Vermaert Konstschilderesse

B19

Witte en rode rozen, een klaproos en andere bloemen in een glazen vaas

Verblijfplaats: Particulier bezit
Andere titels:

  • Boeket met aalbessen
  • Roses, a Tulip, a Poppy, Ears of corn, Forget-me-not, an Amaranth and other flowers in a glass vase with red currants and hazelnuts in a stone niche

Drager: paneel
Getekend: neen
Datering: neen; vermoedelijke jaartal van het werk: tussen 1680-1685
Afmetingen: 40,2 x 30,5 cm (1226,1 cm2)
Bijzonderheden:

  • Christie's,  Amsterdam, 4 mei 1999
  • Kunsthandel P. de Boer, Amsterdam, 2002
  • TEFAF 2000/2001/2002

Beschrijving:

In een gewelfde nis met een dubbele stenen plint staat een glanzend heldere glazen bolbuikige vaas.

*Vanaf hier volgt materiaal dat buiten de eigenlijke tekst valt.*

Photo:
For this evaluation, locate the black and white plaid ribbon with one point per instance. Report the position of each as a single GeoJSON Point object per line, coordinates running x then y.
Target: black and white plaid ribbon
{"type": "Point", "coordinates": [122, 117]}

De lichtval komt van links door het raam van het atelier: de vaas weerspiegelt het raam en het raam wordt nog eens links van de vaas op de bodem van de nis geprojecteerd. Het raam is zo minutieus geschilderd dat het aantal ruitjes in het rechterraam kan worden vastgesteld: 5 horizontaal en zes verticaal.
Links voor op de onderste plint ligt een takje met twee trosjes rode aalbessen. Rechts op de onderste plint ligt een takje met twee lambertsnoten[1].
De volgende bloemen en planten zijn verder te onderkennen:

  • twee tarwearen
  • centraal bovenaan witte dubbele krulpapaver (slaapbol)
  • provenceroos
  • witte roos
  • dagschone
  • pronkboon
  • vergeet-me-nietje

Compositie:

Het boeket wordt gevangen door een cirkel, gevormd door de bovenkant van de gewelfde nis, de witte roos linksonder, het weerspiegelende raam, de twee dagschonen en de twee bloemsoorten aan de rechterzijde.
De horizontale dwarsdoorsnede van de cirkel en de verticale centrale as - gevormd door de witte papaver, de pronkboon en de tarwearen - kruisen elkaar precies op het optisch midden van het schilderij.
De witte papaver aan de top, afgewend, vormt zowel naar beeld als betekenis een tegenhanger van de roze provenceroos. De naar links geknikte zaadbol van de papaver lijkt uitdrukkelijk te wijzen naar de helder witte bloem aan de linker zijde. 

Bijzonderheden: 

Er zijn bij enkele onderdelen van dit schilderij enkele opmerkelijk parallellen met of referenties aan enkele doeken van Jan Davidsz de Heem en zijn zoon David de Heem:
De witte papaver aan de top van het schilderij komt in ongeveer de helft van de boeketten van J.D. de Heem voor als topbloem. Ook de afwende positie van de papaver komt veel voor.
Tarwe- en korenaren zijn een veel voorkomend gegeven bij De Heem en zijn kring.
De vaas doet sterk denken aan een schilderij van J.D. de Heem in de Gemäldegalerie in Dresden, aan een schilderij van Cornelis de Heem ‘Bloemen in een vaas’[2] en aan Abraham Mignon[3].
Opmerkelijk zijn ook referenties aan het schilderij van David de Heem ‘Stilleven met oesters’ dat hangt in The National Gallery in Londen, en dat vermoedelijk is geschilderd tussen 1680 en 1685: het stilleven van De Heem is ook geplaatst in een stenen nis met een dubbele plint. De twee Lambertsnoten op het schilderij van David de Heem zijn vergelijkbaar met die van Maria. Het takje met de rode glaskersen op het schilderij van de Heem is een vergelijkbaar beeld- en kleurelement met de rode aalbessen op het doek van Maria. Hoe dit laatste moet worden geduid is lastig: als het doek van De Heem in Londen daadwerkelijk dateert in het begin van de tachtiger jaren en dat van Maria ook, dan zouden beide in die periode met elkaar contact gehad moeten hebben en zou een van de twee werk van de ander gezien moeten hebben. Contacten in die tijdsperiode zijn evenwel niet vastgesteld.




[1] Ook genoemd: lammertjesnoten, afkomstig van de Lambertshazelaar

[2] Zie Segal “A prosperous past”, catalogusnummers 28, 30, 31, 33 en 36 waarbij ook telkens het atelierraam weerspiegelt

[3] Zie Boymanscatalogus “Stillevens uit de Gouden Eeuw”, nr 23, pag 36.